Karten- und/oder Serverlösung

Es sollte klargestellt und unterschieden werden zwischen den von der
elektronischen Gesundheitskarte (eGK), unterstützten Prozessen und
Telematikanwendungen, sowie den originären Daten auf der eGK und
Daten welche mit der eGK per Verweis verwaltet werden können.
Zudem ist es sicherlich hilfreich zwischen den gesetzlich
vorgeschriebenen administrativen Daten auf der eGK, für welche die
Krankenkassen als Kostenträger (KT) die verantwortliche Datenhoheit
(sammeln, speichern , bereitstellen) besitzen, sowie den
medizinischen Daten jedweder Couleur, für deren Erhebung und
Speicherung, ausschließlich die Ärzte als Heilberufler oder
Leistungserbringer (LE) verantwortlich sind.

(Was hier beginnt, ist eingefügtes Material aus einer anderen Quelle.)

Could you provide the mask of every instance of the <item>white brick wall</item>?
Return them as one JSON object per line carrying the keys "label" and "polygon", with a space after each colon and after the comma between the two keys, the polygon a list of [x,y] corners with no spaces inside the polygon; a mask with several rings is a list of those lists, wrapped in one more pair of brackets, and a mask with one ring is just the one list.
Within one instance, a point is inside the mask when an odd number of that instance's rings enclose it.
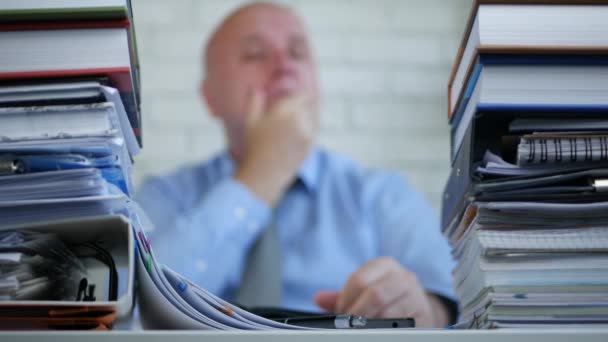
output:
{"label": "white brick wall", "polygon": [[[242,0],[132,0],[144,152],[136,181],[209,157],[222,130],[197,95],[201,46]],[[401,171],[439,208],[445,89],[471,0],[282,0],[306,21],[323,90],[320,142]]]}

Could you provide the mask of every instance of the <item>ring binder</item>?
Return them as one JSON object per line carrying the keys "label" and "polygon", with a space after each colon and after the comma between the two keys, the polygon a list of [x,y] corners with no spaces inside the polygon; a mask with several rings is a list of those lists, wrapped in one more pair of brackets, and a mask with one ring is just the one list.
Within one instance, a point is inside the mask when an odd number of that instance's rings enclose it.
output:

Das eRezept ist lt. Gesetz eine eGK-Pflichtanwendung.
Die zur eRezept-Prozessabwicklung notwendigen Transaktionen sollen
aus Sicht der Krankenkassen (KT) ausnahmslos und medienbruchfrei als
servergestützte Lösung realisiert werden.
Als obligate Fallback-Strategie wird das bisherige papiergebundene
Rezept in abgeänderter Form fungieren.
Die Nutzung von Internet- und Versandapotheken ist problemlos
möglich.
Datensicherheit und Missbrauchsschutz, auch bei Kartenverlust oder
–ausfall, sind auf hohem Niveau.

Die Ärzte und vor allem die lobbymäßig gut vertretenen Apotheker als
Leistungserbringer (LE) präferieren demgegenüber einen
kostenträchtigen Dualbetrieb.
Dieser Medienbruch umfasst die teilweise serverbasierte und die
teilweise eGK-gestützte Prozessabwicklung, sowie die papiergebundene
Ausfallstrategie.

Die Intention zum kostenträchtigen Beharren auf der eGK als
zusätzlichem, personenbezogenem Datentransportmittel für das eRezept
liegt in der Konkurrenzangst der Apotheker gegenüber den
kostengünstigen Internet- und Versandapotheken.
Dummerweise kann sich der Versicherte, mit seinem auf der eGK
gespeicherten Rezept, physisch leider nicht dorthin hinbegeben.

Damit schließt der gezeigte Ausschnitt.